Search code examples
pythonpandascsv

Pandas read_csv dtype read all columns but few as string


I'm using Pandas to read a bunch of CSVs. Passing an options json to dtype parameter to tell pandas which columns to read as string instead of the default:

dtype_dic= { 'service_id':str, 'end_date':str, ... }
feedArray = pd.read_csv(feedfile , dtype = dtype_dic)

In my scenario, all the columns except a few specific ones are to be read as strings. So instead of defining several columns as str in dtype_dic, I'd like to set just my chosen few as int or float. Is there a way to do that?

It's a loop cycling through various CSVs with differing columns, so a direct column conversion after having read the whole csv as string (dtype=str), would not be easy as I would not immediately know which columns that csv is having. (I'd rather spend that effort in defining all the columns in the dtype json!)

Edit: But if there's a way to process the list of column names to be converted to number without erroring out if that column isn't present in that csv, then yes that'll be a valid solution, if there's no other way to do this at csv reading stage itself.

Note: this sounds like a previously asked question but the answers there went down a very different path (bool related) which doesn't apply to this question. Pls don't mark as duplicate!


Solution

  • For Pandas 1.5.0+, there's an easy way to do this. If you use a defaultdict instead of a normal dict for the dtype argument, any columns which aren't explicitly listed in the dictionary will use the default as their type. E.g.

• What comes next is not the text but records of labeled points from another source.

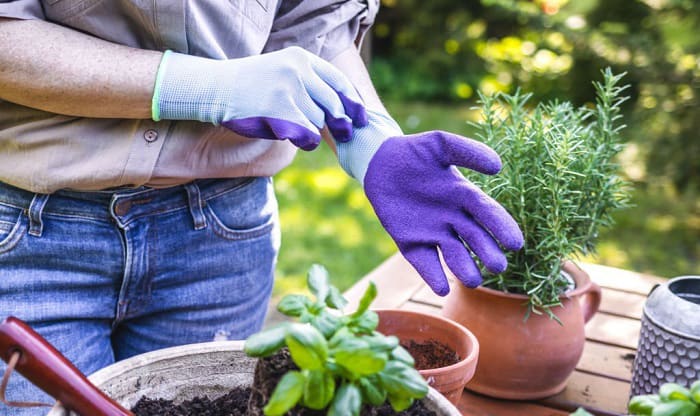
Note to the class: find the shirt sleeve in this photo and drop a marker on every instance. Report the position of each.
(323, 27)
(21, 9)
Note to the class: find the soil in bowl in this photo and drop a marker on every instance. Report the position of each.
(430, 354)
(249, 401)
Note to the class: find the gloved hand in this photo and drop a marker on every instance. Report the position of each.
(424, 202)
(288, 94)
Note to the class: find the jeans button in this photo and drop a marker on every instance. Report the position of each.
(122, 208)
(150, 135)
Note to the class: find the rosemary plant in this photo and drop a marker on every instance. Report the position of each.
(559, 181)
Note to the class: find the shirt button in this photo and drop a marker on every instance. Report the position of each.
(150, 135)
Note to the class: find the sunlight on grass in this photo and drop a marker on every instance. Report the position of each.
(326, 218)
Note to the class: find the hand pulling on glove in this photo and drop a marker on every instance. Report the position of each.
(424, 202)
(288, 94)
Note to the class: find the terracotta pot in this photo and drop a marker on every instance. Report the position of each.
(524, 359)
(422, 327)
(188, 371)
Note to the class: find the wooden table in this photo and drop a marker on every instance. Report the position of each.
(601, 382)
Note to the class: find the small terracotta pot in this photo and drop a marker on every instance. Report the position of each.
(524, 359)
(422, 327)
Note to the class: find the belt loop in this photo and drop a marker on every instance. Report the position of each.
(36, 208)
(194, 197)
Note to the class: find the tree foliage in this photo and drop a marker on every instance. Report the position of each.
(450, 49)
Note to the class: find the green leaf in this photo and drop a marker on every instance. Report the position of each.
(293, 305)
(695, 391)
(644, 404)
(675, 408)
(266, 342)
(399, 402)
(318, 389)
(336, 299)
(318, 282)
(326, 322)
(359, 358)
(401, 354)
(372, 391)
(364, 323)
(286, 395)
(366, 300)
(307, 346)
(399, 379)
(347, 401)
(673, 391)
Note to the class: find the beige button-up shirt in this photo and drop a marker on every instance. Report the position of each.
(43, 152)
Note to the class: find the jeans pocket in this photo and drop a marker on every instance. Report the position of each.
(12, 227)
(243, 212)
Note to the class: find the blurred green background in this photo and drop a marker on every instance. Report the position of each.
(428, 60)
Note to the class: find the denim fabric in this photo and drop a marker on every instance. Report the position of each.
(108, 275)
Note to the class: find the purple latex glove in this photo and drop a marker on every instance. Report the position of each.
(424, 202)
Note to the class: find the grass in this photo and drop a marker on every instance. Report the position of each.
(326, 218)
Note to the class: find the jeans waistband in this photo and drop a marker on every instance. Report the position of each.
(122, 205)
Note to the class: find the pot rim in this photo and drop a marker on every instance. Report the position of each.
(474, 343)
(583, 284)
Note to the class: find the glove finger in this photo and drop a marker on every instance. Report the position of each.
(482, 245)
(492, 217)
(427, 263)
(275, 129)
(453, 149)
(460, 262)
(325, 98)
(343, 89)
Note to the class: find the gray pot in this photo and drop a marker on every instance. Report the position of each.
(669, 342)
(182, 373)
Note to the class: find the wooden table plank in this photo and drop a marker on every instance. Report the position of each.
(472, 404)
(599, 395)
(607, 361)
(622, 280)
(395, 282)
(613, 330)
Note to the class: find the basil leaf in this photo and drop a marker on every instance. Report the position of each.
(695, 391)
(675, 408)
(293, 305)
(347, 401)
(266, 342)
(307, 346)
(318, 282)
(372, 391)
(286, 395)
(399, 402)
(673, 391)
(365, 323)
(360, 360)
(336, 299)
(367, 298)
(318, 389)
(326, 322)
(644, 404)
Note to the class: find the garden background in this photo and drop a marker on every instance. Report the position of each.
(429, 59)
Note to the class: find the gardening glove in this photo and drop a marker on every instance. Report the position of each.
(424, 202)
(288, 94)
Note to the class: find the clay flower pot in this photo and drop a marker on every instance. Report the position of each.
(422, 327)
(524, 359)
(182, 373)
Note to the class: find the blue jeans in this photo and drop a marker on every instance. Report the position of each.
(107, 275)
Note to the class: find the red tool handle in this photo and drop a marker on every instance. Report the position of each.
(48, 369)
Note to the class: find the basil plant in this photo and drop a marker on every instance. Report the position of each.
(343, 361)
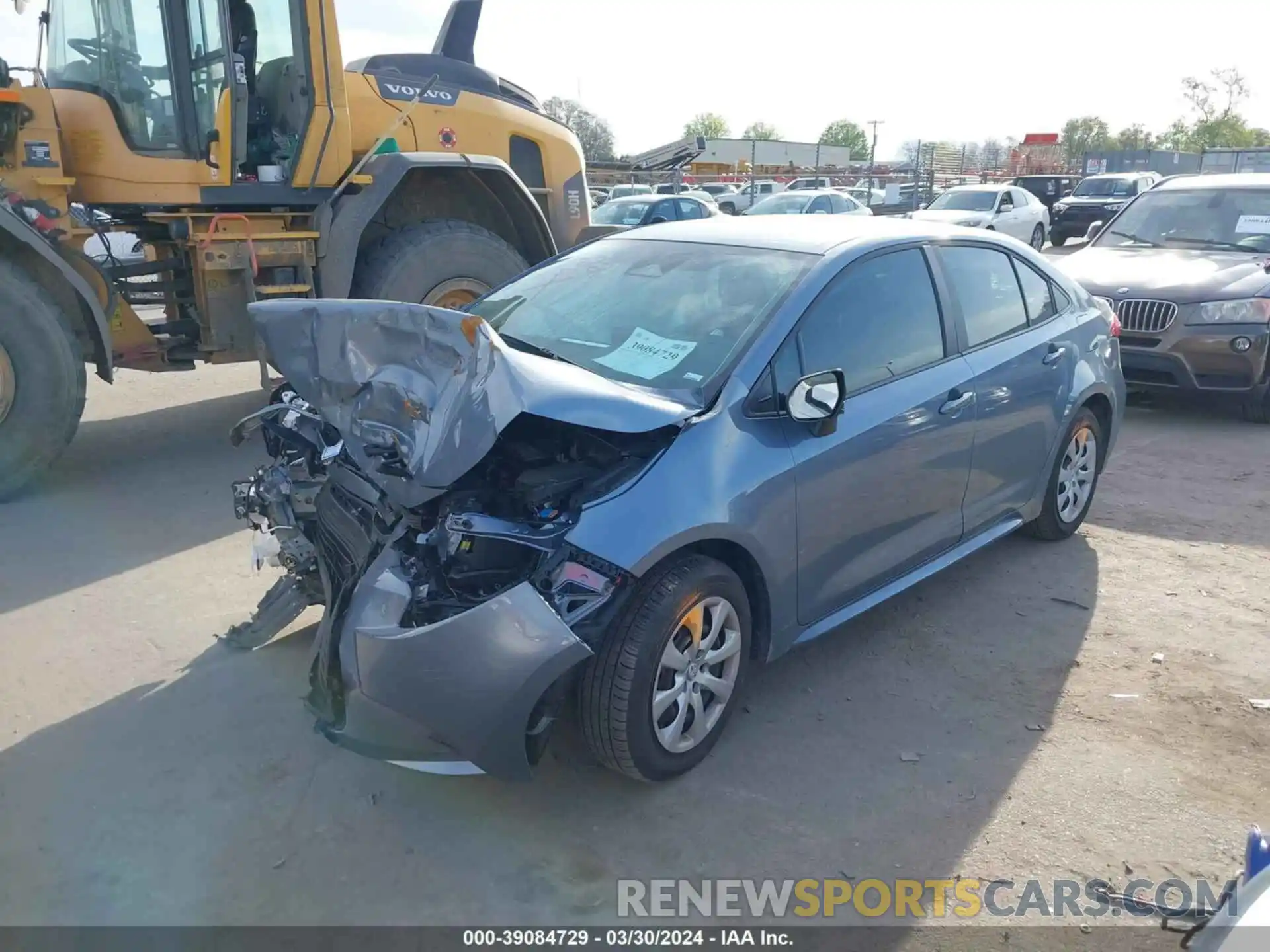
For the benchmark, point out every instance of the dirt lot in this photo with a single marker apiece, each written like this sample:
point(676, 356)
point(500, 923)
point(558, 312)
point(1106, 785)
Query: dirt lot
point(148, 775)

    from collections import defaultdict
    types = defaultdict(lambda: str, A="int", B="float")
    df = pd.read_csv("/path/to/file.csv", dtype=types, keep_default_na=False)
    

    (I haven't tested this, but I assume you still need keep_default_na=False)


    For older versions of Pandas:

    You can read the entire csv as strings then convert your desired columns to other types afterwards like this:

    df = pd.read_csv('/path/to/file.csv', dtype=str, keep_default_na=False)
    # example df; yours will be from pd.read_csv() above
    df = pd.DataFrame({'A': ['1', '3', '5'], 'B': ['2', '4', '6'], 'C': ['x', 'y', 'z']})
    types_dict = {'A': int, 'B': float}
    for col, col_type in types_dict.items():
        df[col] = df[col].astype(col_type)
    

    keep_default_na=False is necessary if some of the columns are empty strings or something like NA which pandas convert to NA of type float by default, which would make you end up with a mixed datatype of str/float

    Another approach, if you really want to specify the proper types for all columns when reading the file in and not change them after: read in just the column names (no rows), then use those to fill in which columns should be strings

    col_names = pd.read_csv('file.csv', nrows=0).columns
    types_dict = {'A': int, 'B': float}
    types_dict.update({col: str for col in col_names if col not in types_dict})
    pd.read_csv('file.csv', dtype=types_dict)